Sin embargo, un instante después, echaron a correr de nuevo. Bronson miró por el parabrisas y descubrió que delante de ellos había una media docena de vehículos detenidos que bloqueaban la calle. Si el taxi separaba, sus perseguidores lo cogerían.
—Gire en el primer cruce —dijo Bronson señalando con el dedo.
El conductor se volvió hacia él.
—Por ahí no se va al aeropuerto —dijo en inglés con un marcado acento.
—He cambiado de opinión.
El taxista dio un volantazo e hizo lo que le pedían. Por suerte, en la calle lateral apenas había tráfico y, cuando el vehículo aceleró, Bronson vio a los dos hombres detenerse al final de la calle y quedarse mirando el coche que se batía en retirada.
Diez minutos más tarde, en la seguridad de su habitación en otro hotel de Rabat (había decidido cambiar por si sus perseguidores lo habían seguido desde su alojamiento anterior), Bronson cogió su móvil y llamó a la comisaría de policía de Maidstone.
—Dime. Chris. ¿Qué has averiguado? —preguntó Byrd una vez que le hubieron pasado la llamada.
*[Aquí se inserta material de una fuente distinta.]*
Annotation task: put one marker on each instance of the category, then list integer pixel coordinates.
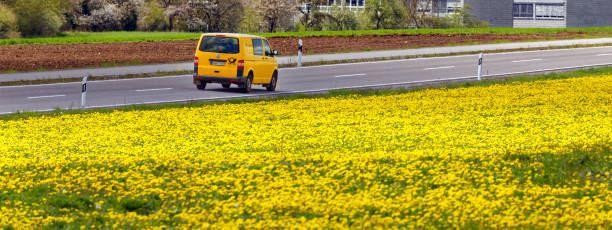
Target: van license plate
(217, 63)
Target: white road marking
(442, 67)
(50, 96)
(148, 90)
(351, 75)
(528, 60)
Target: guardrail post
(480, 67)
(300, 47)
(84, 92)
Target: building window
(523, 10)
(550, 11)
(539, 10)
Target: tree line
(25, 18)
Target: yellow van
(235, 59)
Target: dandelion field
(520, 155)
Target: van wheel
(246, 86)
(201, 86)
(272, 85)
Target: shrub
(103, 19)
(8, 20)
(341, 19)
(38, 18)
(154, 18)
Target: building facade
(544, 13)
(518, 13)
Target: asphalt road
(297, 80)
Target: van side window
(267, 48)
(257, 47)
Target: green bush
(154, 18)
(38, 18)
(341, 19)
(8, 20)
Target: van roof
(233, 35)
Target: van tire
(246, 86)
(201, 86)
(272, 86)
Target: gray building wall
(589, 13)
(496, 12)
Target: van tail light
(196, 61)
(240, 71)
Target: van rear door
(218, 56)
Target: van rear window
(215, 44)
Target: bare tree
(310, 10)
(212, 15)
(275, 12)
(417, 10)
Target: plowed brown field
(49, 57)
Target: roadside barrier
(480, 67)
(84, 92)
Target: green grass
(333, 93)
(112, 37)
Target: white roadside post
(480, 67)
(300, 45)
(84, 92)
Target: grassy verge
(93, 78)
(114, 37)
(437, 55)
(334, 93)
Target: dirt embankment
(50, 57)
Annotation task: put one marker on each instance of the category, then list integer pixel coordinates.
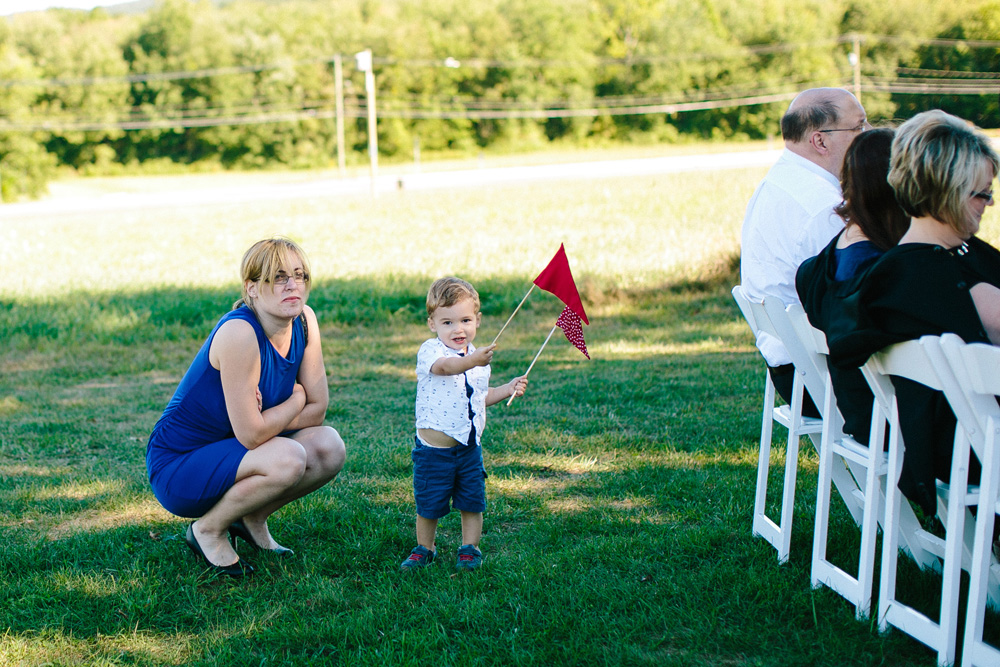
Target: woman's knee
(331, 453)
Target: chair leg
(762, 526)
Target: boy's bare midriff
(437, 438)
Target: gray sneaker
(419, 558)
(469, 557)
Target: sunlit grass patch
(619, 489)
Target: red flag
(569, 322)
(558, 279)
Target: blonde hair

—Acatan de perseguirme por las calles de Rabat una banda de matones cuya intención no era, precisamente, pedirme un autógrafo.
—¿Qué? ¿Por qué?
—No me paré a preguntarles. Solo puedo decirte que no creo que la muerte de los O’Connor fuera tan accidental como creíamos.
—Mierda —dijo Byrd—. Lo que nos faltaba.
Rápidamente Bronson le resumió sus inquietudes sobre el accidente y los daños sufridos por el Renault. Después le habló de la costumbre de Margaret de hacer fotos a todo lo que se movía.
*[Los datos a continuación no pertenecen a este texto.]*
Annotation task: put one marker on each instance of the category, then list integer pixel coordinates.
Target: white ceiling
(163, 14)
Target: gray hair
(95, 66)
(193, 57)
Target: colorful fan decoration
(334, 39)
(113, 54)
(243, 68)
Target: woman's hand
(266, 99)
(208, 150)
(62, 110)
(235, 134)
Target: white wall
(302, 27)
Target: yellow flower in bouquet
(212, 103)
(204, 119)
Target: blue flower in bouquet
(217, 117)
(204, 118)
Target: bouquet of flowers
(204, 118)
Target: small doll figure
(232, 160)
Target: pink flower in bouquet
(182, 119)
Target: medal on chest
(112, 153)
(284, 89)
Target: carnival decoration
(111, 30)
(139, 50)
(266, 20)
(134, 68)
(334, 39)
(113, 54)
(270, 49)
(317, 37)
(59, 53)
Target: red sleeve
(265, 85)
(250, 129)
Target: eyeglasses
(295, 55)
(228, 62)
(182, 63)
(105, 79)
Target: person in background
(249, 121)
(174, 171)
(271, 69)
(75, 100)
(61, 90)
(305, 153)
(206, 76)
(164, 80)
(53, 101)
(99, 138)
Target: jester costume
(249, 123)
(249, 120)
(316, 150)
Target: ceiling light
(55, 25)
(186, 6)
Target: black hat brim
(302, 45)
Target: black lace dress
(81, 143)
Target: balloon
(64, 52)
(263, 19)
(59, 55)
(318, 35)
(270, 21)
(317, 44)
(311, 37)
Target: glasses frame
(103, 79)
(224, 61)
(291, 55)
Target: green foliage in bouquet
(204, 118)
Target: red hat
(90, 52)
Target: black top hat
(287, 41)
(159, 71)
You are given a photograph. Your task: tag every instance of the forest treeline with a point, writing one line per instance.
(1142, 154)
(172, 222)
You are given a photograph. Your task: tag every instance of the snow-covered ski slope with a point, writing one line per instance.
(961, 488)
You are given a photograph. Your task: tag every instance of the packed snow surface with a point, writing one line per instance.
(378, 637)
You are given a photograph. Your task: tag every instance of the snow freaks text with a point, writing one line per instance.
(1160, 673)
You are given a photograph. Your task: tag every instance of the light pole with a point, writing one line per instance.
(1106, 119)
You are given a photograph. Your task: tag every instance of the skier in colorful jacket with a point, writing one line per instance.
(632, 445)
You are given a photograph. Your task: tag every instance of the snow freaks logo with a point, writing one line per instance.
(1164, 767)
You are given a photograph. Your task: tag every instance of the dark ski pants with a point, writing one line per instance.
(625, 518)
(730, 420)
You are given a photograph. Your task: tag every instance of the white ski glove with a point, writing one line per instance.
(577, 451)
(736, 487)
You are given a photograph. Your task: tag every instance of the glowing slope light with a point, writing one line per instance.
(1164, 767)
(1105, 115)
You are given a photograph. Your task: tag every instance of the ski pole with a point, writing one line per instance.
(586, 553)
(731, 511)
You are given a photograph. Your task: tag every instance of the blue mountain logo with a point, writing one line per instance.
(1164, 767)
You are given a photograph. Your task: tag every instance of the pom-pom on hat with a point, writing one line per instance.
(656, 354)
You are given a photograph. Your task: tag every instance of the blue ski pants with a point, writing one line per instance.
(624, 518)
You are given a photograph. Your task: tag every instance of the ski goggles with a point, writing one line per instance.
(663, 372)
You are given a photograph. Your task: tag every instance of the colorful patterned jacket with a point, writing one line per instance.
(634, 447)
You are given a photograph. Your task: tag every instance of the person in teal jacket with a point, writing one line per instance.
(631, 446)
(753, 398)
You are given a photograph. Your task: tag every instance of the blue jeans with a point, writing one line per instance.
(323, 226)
—Kirsty Philips me ha dado copias de todas las fotografías que hizo su madre durante su estancia y he pasado como una hora estudiándolas detenidamente. Lo que realmente me mosquea es que uno de los hombres que fotografió en el zoco resulta ser el único testigo ocular del accidente, y que en la misma imagen aparece otro tipo que, según Kirsty, fue encontrado muerto a las afueras de la medina con una herida de arma blanca en el pecho.
»Creo que fotografió una discusión que acabó en asesinato, lo que significa que el homicida era, casi con toda seguridad uno de los que aparecen en la imagen. Y ese —concluyó Bronson— es un motivo más que suficiente para cargarse a los dos testigos y hacerse con la cámara.